La gamine glisse une main dans ses cheveux courts, caresse des doigts la paroi, d'un geste presque tendre. Elle a déjà abandonné, Lew. Alors la lumière s'allume doucement, un peu vacillante. Elle brûle un peu les yeux, au début. Alors la môme écarquille les siens, se fige dans le silence. Au loin les fantômes glissent leurs tentacules d'abysses sur les murs. Et les échos des agonies font bruisser l'air déjà trop lourd. Elle chancèle, Lew, et son sourire d'enfant s'agrandit. Elle va tomber, Lew, mais elle tend un bras devant elle. Et ses doigts se referment sur le vide alors que ses coudes rencontrent le sol, encore une fois. Etoile dans la poussière, s'éteint. Peut-être pour toujours. Elle croise les bras sur sa poitrine, Lew, et elle meurt encore un peu. Autour d'elle les morts valsent toujours sans que jamais elle ne devine la sienne.

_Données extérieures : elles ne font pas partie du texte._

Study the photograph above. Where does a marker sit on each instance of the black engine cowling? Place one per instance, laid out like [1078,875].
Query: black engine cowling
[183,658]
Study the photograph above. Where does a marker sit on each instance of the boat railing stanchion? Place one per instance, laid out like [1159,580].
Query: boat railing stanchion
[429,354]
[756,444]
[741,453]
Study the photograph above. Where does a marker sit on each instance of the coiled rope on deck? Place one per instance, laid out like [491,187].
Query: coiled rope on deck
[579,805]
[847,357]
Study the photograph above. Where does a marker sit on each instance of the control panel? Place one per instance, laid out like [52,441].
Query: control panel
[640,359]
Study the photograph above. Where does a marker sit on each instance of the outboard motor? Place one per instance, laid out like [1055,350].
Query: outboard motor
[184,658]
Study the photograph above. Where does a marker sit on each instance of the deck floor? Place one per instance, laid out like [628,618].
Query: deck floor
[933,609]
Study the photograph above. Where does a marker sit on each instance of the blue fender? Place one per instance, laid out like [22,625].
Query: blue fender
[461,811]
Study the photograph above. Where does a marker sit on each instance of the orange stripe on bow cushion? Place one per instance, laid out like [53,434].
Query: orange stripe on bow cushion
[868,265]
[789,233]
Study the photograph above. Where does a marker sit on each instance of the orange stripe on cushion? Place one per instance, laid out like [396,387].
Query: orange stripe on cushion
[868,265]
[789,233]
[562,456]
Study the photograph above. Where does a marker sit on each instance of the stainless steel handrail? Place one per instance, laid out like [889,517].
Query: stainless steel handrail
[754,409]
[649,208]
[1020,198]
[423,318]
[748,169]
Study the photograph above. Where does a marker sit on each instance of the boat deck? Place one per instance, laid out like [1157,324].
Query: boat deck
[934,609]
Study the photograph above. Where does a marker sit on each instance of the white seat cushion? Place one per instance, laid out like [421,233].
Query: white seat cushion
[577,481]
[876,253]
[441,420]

— J'ai cessé de croire à la salle des futurs alternatifs il y a des années, Lew.
— Tu as tort, Gene.
— J'ai plus cinq ans ...

Peut-être que c'est là que tu meurs, non, Lew ? Quand le dernier de tes soleils s'éteint. Et ça fait mal, quand plus personne ne croit en toi, pas vrai ? Ça fait un peu comme un trou noir dans ton coeur. Le vide qui s'abîme dans l'infini. Tes yeux se plissent un peu, ce jour-là, quand ton coeur s'arrête de battre, entre les murs froissés. Mais ce n'est pas grave, parce que Gene est parti. Gene est parti et toi tu craches toute la bile de ton corps sur les murs. Et, au début, tu ne sens même pas la petite sphère lumineuse qui caresse tes lèvres d'une chaleur morbide.

— Uchawi ni katika wewe milele, Lew.
— J'en veux pas.

Tout le reste a disparu, Lew. Peu importe, tu te dis, quand le dernier mot laisse traîner ses derniers accents dans ta tête. Gardien. Qu'est-ce que tu fais là, déjà ? Peu importe, pas vrai ? Alors, tu délies doucement tes jambes rabattues contre ta poitrine, et tu te lèves. Qu'est-ce que tu vas faire, Lew ? Peut-être que ça n'a rien à voir avec toi, au final. Tu devrais cesser de marcher sur la tête, Lewis ; tu vas encore te perdre.